使用值區名稱更新 service.yaml 檔案。

envsubst < service.yaml.tmpl > service.yaml

部署 Cloud Run 服務：

gcloud alpha run services replace service.yaml

7. 測試微調後的模型

在這個步驟中，您會提示模型測試精細調整。

取得 Cloud Run 服務的服務網址：

SERVICE_URL=$(gcloud run services describe serve-gemma-sql --platform managed --region $REGION --format 'value(status.url)')

為模型建立提示。

USER_PROMPT="Question: What are the first name and last name of all candidates? Context: CREATE TABLE candidates (candidate_id VARCHAR); CREATE TABLE people (first_name VARCHAR, last_name VARCHAR, person_id VARCHAR)"

使用 CURL 呼叫服務，以便提示模型：

curl -X POST $SERVICE_URL/generate \
  -H "Content-Type: application/json" \
  -H "Authorization: bearer $(gcloud auth print-identity-token)" \
  -d @- <<EOF
{
    "prompt": "${USER_PROMPT}"
}
EOF

畫面會顯示類似以下的回應：

{"predictions":["Prompt:\nQuestion: What are the first name and last name of all candidates?
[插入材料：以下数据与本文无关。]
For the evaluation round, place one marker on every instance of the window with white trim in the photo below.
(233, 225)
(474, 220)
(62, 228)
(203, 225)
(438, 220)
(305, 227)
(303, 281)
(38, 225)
Context: CREATE TABLE candidates (candidate_id VARCHAR); CREATE TABLE people (first_name VARCHAR, last_name VARCHAR, person_id VARCHAR)\nOutput:\n CREATE TABLE people_to_candidates (candidate_id VARCHAR, person_id VARCHAR) CREATE TABLE people_to_people (person_id VARCHAR, person_id VARCHAR) CREATE TABLE people_to_people_to_candidates (person_id VARCHAR, candidate_id"]}

8. 恭喜！

恭喜您完成程式碼研究室！

建議您參閱 Cloud Run 說明文件。

涵蓋內容

如何使用 Cloud Run 工作 GPU 進行精細調整
如何搭配 vLLM 使用 Cloud Run 提供模型
如何為 GPU 工作使用直接虛擬私有雲設定，以便加快模型上傳及服務的速度

9. 清理

為避免產生意外費用，如果 Cloud Run 服務不小心叫用次數超過免付費層級的 Cloud Run 叫用次數配額，您可以刪除在步驟 6 中建立的 Cloud Run 服務。

如要刪除 Cloud Run 服務，請前往 Cloud Run 控制台 (https://console.cloud.google.com/run) 並刪除 serve-gemma-sql 服務。

如要刪除整個專案，請前往「Manage Resources」，選取您在步驟 2 中建立的專案，然後選擇「Delete」(刪除)。如果您刪除專案，就必須在 Cloud SDK 中變更專案。您可以執行 gcloud projects list 來查看所有可用專案的清單。